Corn is trading lower this morning for what would be the second consecutive day in a row, and also gapped lower in the March contract. Prices came within less than three cents of the $5 mark on Wednesday which is big psychological resistance.
The Buenos Aires Grain Exchange reported that Argentina was most likely get rain in February that would put an end to the drought and stop the corn crop from deterioration. They expect Argentina to produce 49 mmt of corn.
Yesterday’s export sales report saw corn sales within the average trade guesses at 1,404k tons, but this was below last week’s sales of 1,670k tons.
Soybean futures are also trading lower this morning for what would be the second consecutive day of losses. The dollar is higher which could be adding pressure, but the improved Argentine forecast is the more likely culprit as evidenced by lower soybean meal. Soybean oil is slightly higher.

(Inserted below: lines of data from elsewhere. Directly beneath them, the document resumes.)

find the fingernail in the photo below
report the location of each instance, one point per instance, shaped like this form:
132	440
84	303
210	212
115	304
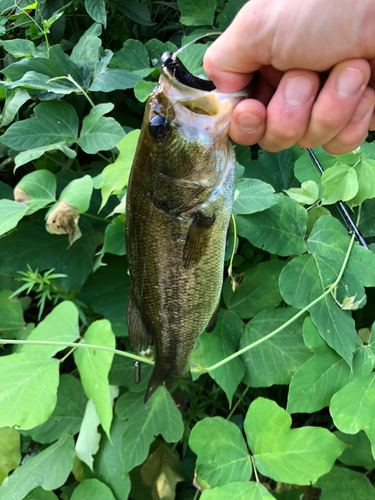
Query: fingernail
349	82
249	123
362	109
298	91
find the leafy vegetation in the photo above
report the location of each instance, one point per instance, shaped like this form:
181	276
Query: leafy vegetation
292	415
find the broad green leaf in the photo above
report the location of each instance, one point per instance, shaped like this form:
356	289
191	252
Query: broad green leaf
28	389
238	491
60	325
92	489
67	416
99	133
315	382
277	359
252	195
195	13
307	194
32	244
345	484
49	469
280	229
358	452
114	237
108	465
88	46
144	421
352	408
366	182
96	10
88	440
106	292
11	212
14	100
229	12
116	175
10	451
297	456
257	289
143	89
93	366
39	188
20	47
156	48
135	10
54	122
222	454
340	183
11	316
221	343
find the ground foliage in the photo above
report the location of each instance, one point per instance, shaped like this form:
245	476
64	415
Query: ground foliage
291	418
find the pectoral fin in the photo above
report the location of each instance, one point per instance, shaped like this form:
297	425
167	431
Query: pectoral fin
197	239
139	338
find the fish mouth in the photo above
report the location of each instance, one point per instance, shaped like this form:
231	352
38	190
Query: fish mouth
173	65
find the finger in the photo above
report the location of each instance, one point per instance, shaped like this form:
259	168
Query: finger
288	112
248	122
356	130
337	101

The US December soybean crush is expected to come in at a record high 217.6 million bushels according to analysts at Reuters. If this is realized, it would be up 3.6% from the 210.0 mb crushed in November and 6.6% from last December’s crush.

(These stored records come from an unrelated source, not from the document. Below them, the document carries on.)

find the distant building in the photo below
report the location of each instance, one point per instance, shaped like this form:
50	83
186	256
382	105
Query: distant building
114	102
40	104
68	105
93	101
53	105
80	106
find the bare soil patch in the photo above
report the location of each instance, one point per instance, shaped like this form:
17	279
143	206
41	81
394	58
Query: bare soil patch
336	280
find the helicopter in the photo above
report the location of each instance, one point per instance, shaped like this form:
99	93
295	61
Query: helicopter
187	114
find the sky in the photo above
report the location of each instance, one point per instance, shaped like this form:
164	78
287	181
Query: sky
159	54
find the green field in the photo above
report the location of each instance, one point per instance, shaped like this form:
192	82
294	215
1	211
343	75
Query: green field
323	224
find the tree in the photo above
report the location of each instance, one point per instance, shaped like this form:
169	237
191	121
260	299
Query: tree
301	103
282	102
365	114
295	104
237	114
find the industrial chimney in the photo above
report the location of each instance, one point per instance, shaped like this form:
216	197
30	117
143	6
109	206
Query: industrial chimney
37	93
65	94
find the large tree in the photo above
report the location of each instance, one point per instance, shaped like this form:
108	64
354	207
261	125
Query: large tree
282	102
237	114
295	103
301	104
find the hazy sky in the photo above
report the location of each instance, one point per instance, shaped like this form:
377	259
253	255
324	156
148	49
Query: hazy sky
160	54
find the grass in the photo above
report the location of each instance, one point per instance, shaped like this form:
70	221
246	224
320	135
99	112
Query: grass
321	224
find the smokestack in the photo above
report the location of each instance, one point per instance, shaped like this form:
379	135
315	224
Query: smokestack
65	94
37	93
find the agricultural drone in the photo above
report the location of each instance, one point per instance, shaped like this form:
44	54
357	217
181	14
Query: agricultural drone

Yesterday’s export sales for soybeans were poor at just 443k tons. This compared to 1,493k tons the previous week. Primary destinations were to China, Spain, and the UK.
All three wheat classes are trading lower this morning after yesterday’s gains. Wheat is very sensitive to moves in the US dollar which is currently trading higher, but there seems to be a bearish tone overall in the grain markets this morning.

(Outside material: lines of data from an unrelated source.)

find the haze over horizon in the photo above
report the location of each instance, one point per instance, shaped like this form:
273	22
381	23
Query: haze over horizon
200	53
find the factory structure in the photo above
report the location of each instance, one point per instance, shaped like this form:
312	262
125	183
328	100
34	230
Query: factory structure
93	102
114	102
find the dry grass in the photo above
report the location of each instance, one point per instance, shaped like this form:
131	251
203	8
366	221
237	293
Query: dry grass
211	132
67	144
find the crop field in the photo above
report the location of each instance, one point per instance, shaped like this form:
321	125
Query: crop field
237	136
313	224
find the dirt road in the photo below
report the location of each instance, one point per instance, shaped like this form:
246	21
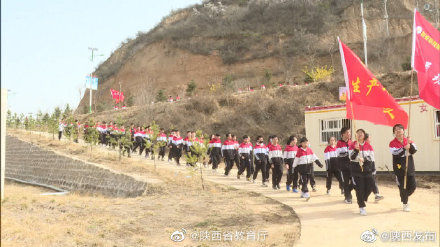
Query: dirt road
327	221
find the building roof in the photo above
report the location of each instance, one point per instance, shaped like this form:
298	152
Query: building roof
316	108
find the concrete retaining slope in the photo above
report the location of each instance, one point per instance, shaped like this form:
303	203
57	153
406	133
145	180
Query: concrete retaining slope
29	163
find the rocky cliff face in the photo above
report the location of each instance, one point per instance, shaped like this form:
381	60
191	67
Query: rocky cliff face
246	40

SovEcon has cut its estimate of Russian wheat export outlook as a result of limited supplies and low profitability for shipments abroad. Their export outlook is now at 42.8 mmt which is 2% lower than the previous estimate.
Yesterday’s export sales report was slightly better than expected for wheat at 480k tons sold. This compared to 215k last week, and the top buyers were the Philippines, unknown, and South Korea.